Blood vessels: Blood vessels may become inflamed (vasculitis), affecting the way blood circulates through the body. The inflammation may be mild and may not require treatment or may be severe and require immediate attention.
Blood: People with lupus may develop anemia, leukopenia (a decreased number of white blood cells), or thrombocytopenia (a decrease in the number of platelets in the blood, which assist in clotting). Some people with lupus may have an increased risk for blood clots.
Heart: In some people with lupus, inflammation can occur in the heart itself (myocarditis and endocarditis) or the membrane that surrounds it (pericarditis), causing chest pains or other symptoms. Lupus can also increase the risk of atherosclerosis (hardening of the arteries).

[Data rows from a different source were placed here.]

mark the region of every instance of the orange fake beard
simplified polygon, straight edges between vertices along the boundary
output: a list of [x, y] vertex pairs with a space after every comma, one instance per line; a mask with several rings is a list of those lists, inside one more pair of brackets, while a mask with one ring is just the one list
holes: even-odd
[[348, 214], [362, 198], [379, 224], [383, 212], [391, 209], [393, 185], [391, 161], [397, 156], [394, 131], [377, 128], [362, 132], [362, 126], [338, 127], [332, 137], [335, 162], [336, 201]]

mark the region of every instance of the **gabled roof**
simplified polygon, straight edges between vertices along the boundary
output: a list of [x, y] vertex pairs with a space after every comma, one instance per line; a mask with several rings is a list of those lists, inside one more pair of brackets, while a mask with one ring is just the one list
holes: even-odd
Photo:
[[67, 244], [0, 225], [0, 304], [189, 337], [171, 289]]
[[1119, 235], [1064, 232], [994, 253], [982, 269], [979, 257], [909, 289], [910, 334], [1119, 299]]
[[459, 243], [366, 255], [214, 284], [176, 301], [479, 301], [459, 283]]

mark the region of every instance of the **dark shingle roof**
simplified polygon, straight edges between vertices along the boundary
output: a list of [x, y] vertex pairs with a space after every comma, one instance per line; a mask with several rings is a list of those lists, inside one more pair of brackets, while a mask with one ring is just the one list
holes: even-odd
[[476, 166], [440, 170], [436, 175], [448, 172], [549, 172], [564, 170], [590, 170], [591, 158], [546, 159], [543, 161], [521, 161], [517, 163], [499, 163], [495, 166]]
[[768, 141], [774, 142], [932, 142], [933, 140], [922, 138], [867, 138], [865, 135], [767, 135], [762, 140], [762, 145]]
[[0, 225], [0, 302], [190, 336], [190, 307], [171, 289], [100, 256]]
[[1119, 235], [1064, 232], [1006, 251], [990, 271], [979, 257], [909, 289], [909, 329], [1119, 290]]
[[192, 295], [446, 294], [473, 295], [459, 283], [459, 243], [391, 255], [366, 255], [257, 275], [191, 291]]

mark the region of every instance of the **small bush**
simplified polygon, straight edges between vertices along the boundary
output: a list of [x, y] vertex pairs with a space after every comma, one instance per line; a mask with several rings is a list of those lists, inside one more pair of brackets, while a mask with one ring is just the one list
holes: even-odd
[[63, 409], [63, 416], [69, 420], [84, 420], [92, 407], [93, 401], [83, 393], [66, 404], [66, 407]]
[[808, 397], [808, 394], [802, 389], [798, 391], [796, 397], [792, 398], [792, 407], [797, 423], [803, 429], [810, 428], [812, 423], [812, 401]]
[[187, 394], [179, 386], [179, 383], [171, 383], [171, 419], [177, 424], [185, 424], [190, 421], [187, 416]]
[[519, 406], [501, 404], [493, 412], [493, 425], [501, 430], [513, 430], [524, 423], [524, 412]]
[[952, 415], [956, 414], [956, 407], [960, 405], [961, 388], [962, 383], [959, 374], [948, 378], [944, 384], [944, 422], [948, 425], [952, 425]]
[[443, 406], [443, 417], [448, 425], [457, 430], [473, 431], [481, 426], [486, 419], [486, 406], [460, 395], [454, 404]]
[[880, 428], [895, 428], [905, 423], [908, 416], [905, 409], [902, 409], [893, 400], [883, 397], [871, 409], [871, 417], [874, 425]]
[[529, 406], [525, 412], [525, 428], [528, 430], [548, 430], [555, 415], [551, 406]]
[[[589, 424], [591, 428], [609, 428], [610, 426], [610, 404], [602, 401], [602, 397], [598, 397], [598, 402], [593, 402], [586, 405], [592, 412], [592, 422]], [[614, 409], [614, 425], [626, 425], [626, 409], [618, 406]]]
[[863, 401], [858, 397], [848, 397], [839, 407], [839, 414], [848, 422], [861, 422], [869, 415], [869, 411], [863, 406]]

Pregnancy For Women With Lupus
Although a lupus pregnancy is considered high risk, most women with lupus carry their babies safely to the end of their pregnancy. Women with lupus have a higher rate of miscarriage and premature births compared with the general population. In addition, women who have antiphospholipid antibodies are at a greater risk of miscarriage in the second trimester because of their increased risk of blood clotting in the placenta. Lupus patients with a history of kidney disease have a higher risk of preeclampsia (hypertension with a buildup of excess watery fluid in cells or tissues of the body). Pregnancy counseling and planning before pregnancy are important. Ideally, a woman should have no signs or symptoms of lupus and be taking no medications for at least 6 months before she becomes pregnant.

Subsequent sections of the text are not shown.